When I look at Lowry’s portrait, I feel I’m looking at the photo of a winsome but ineffectual character on a TV sitcom, but I can’t figure out which performer it is that he resembles. I thought perhaps Michael J. Fox, but Fox has a more penetrating and determined look about him.
Ron K. writes:
A running story on VFR is never complete, is it, until some reader contributes his own related synchronicity.
Thanks to a busy Easter weekend I was offline and happily unaware of the Saturday firing of John Derbyshire until the wee hours of Monday. Nevertheless the subject of black crime arose, as on our way to a family get-together in the exurbs we swung by Northeast Minneapolis to pick up my carless brother-in-law.
He told us how he likes his new neighborhood, which is a short walk from the bridge over the Mississippi separating the North and Northeast sectors of the city. We noticed that the bridge was no longer merely “closed for repairs,” but had been torn out and was being rebuilt from scratch—and much too quickly for the people of Northeast.
You see, both neighborhoods changed greatly over the last 20 years. Northeast slowly shifted from a humble white Catholic multiethnic enclave to a white hipster art colony, as the latter type still appreciates living cheaply, safely and whitely in the city. During this time, North Minneapolis also changed—from a comparatively benign Minnesota-style black neighborhood to a full-bore ghetto à la Chicago. (Blind hatred of whites is not a factor here—yet!) Kids killed by stray bullets in turf battles is common now.
So we wondered what would happen when the new bridge opens. After our transit strike in 2004, the head of a questionable local “taxpayers” organization (more likely a shill for the road-construction industry) crowed in an op-ed how the crime rate in the inner-ring suburbs went down when the buses weren’t running. He was silent a couple years later when the bridge was first closed, and the crime rate in “Nordeast” went down by a much greater amount. (Even thugs prefer cars to buses!)
So reading about l’affaire Derbyshire later that night was especially amusing, considering we had been discussing the fate of—I kid you not—the Lowry Avenue bridge!
Also Wikipedia article on Lowry Avenue Bridge.
Jeremy G. writes:
“I feel I’m looking at the photo of a winsome but ineffectual character on a TV sitcom, but I can’t figure out which performer it is that he resembles. ”

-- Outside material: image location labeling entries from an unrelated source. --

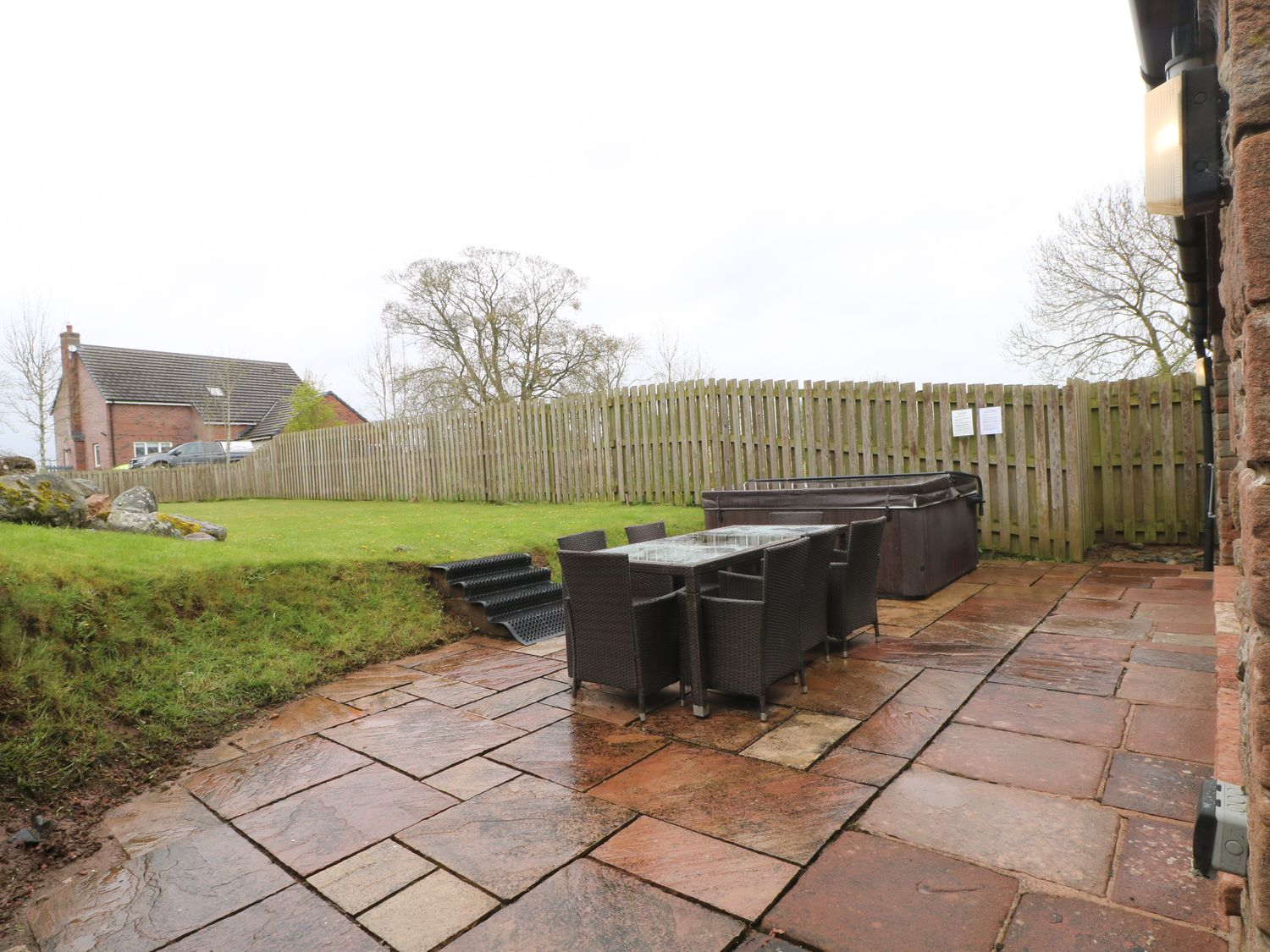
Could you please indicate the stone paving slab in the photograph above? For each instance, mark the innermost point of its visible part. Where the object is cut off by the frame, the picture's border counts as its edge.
(737, 881)
(159, 896)
(1051, 838)
(589, 905)
(512, 835)
(866, 894)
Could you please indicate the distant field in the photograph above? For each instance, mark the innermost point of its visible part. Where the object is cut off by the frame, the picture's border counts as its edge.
(117, 652)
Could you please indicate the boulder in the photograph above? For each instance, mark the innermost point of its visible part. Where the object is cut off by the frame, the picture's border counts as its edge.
(216, 532)
(15, 465)
(139, 499)
(141, 523)
(43, 499)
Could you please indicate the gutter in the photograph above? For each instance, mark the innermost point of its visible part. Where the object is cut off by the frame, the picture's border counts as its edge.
(1168, 42)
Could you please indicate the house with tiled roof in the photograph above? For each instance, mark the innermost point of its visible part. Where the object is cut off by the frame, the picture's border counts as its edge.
(116, 403)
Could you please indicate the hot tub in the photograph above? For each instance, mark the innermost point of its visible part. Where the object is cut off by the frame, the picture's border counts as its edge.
(931, 535)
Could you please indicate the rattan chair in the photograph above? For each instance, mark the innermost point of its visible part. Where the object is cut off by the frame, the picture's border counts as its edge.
(616, 639)
(814, 611)
(589, 541)
(853, 581)
(754, 644)
(795, 518)
(645, 532)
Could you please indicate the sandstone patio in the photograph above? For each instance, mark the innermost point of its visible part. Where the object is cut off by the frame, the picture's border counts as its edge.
(1015, 762)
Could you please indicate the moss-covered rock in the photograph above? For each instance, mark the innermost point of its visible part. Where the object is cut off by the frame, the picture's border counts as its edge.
(43, 499)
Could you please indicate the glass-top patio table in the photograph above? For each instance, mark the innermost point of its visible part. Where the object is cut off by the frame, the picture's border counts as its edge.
(693, 556)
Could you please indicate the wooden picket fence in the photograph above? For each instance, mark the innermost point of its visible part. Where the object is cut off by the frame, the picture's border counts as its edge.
(1113, 461)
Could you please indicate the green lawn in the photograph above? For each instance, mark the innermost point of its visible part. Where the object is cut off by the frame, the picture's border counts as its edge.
(117, 652)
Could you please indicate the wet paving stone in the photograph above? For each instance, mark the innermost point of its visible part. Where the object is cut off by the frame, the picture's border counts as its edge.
(383, 701)
(850, 688)
(511, 837)
(155, 898)
(1119, 629)
(728, 878)
(513, 698)
(422, 738)
(368, 680)
(978, 659)
(1074, 647)
(362, 880)
(1046, 923)
(1173, 659)
(865, 894)
(1018, 759)
(328, 823)
(899, 729)
(1096, 607)
(610, 705)
(579, 751)
(733, 723)
(1168, 687)
(426, 914)
(1051, 838)
(1173, 731)
(775, 810)
(472, 777)
(291, 919)
(1153, 873)
(157, 817)
(1049, 713)
(802, 739)
(848, 763)
(492, 668)
(295, 720)
(441, 691)
(947, 691)
(1152, 784)
(1076, 675)
(589, 905)
(251, 781)
(531, 718)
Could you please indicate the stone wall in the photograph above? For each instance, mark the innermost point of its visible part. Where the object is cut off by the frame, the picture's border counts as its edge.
(1242, 390)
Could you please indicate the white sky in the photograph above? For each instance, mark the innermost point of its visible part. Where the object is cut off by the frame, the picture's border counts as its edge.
(804, 190)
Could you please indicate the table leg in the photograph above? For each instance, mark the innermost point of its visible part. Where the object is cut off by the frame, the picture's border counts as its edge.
(696, 647)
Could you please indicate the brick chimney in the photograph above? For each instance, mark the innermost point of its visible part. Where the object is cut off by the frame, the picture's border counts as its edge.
(74, 413)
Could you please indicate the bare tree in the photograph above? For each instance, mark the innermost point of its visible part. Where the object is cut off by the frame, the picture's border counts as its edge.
(1107, 297)
(675, 360)
(30, 373)
(495, 325)
(224, 380)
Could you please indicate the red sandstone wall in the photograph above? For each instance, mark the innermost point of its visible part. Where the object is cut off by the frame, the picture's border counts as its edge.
(1244, 353)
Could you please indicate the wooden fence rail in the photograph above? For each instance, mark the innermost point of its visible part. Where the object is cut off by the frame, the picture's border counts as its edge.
(1113, 461)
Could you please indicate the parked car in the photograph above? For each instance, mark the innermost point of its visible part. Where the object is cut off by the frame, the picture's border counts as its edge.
(208, 451)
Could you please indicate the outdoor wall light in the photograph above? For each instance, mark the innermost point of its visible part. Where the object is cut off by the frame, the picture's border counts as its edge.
(1184, 144)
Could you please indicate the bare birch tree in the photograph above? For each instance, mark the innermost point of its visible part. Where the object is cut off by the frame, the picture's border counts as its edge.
(30, 373)
(1107, 297)
(497, 325)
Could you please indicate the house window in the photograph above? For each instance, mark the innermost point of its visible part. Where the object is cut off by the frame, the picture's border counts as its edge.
(149, 448)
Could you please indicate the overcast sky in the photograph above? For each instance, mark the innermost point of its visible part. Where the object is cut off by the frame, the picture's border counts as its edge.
(803, 190)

He looks like Grant Shaud, who played Miles Silverberg on the Murphy Brown sitcom.
Sage McLaughlin writes:
Paul K. makes a funny observation—Rich Lowry really does look like one of those male zeroes you find on network TV sitcoms. He doesn’t name which one, but my vote goes to the lead character from News Radio, Dave Nelson:
The show’s milquetoast protagonist was the too-young station manager of a New York City news radio station. One of the grating things about the character was that he was a doormat for his unlikable, aggressively feminist big-city girlfriend (who also worked at the news station where the show was set). There’s a superficial analogy in there somewhere, but it’s too early in the day for me to bother teasing it out.
Sage McLaughlin writes:
There’s also the beta of all betas, Ray Romano of Everybody Loves Raymond, whose wife on the show is played by Patricia Heaton, who is the founder of mainstream conservative favorite “Feminists for Life.” The resemblance to Ramano (whose character really is the ultimate nothing) is actually sort of striking.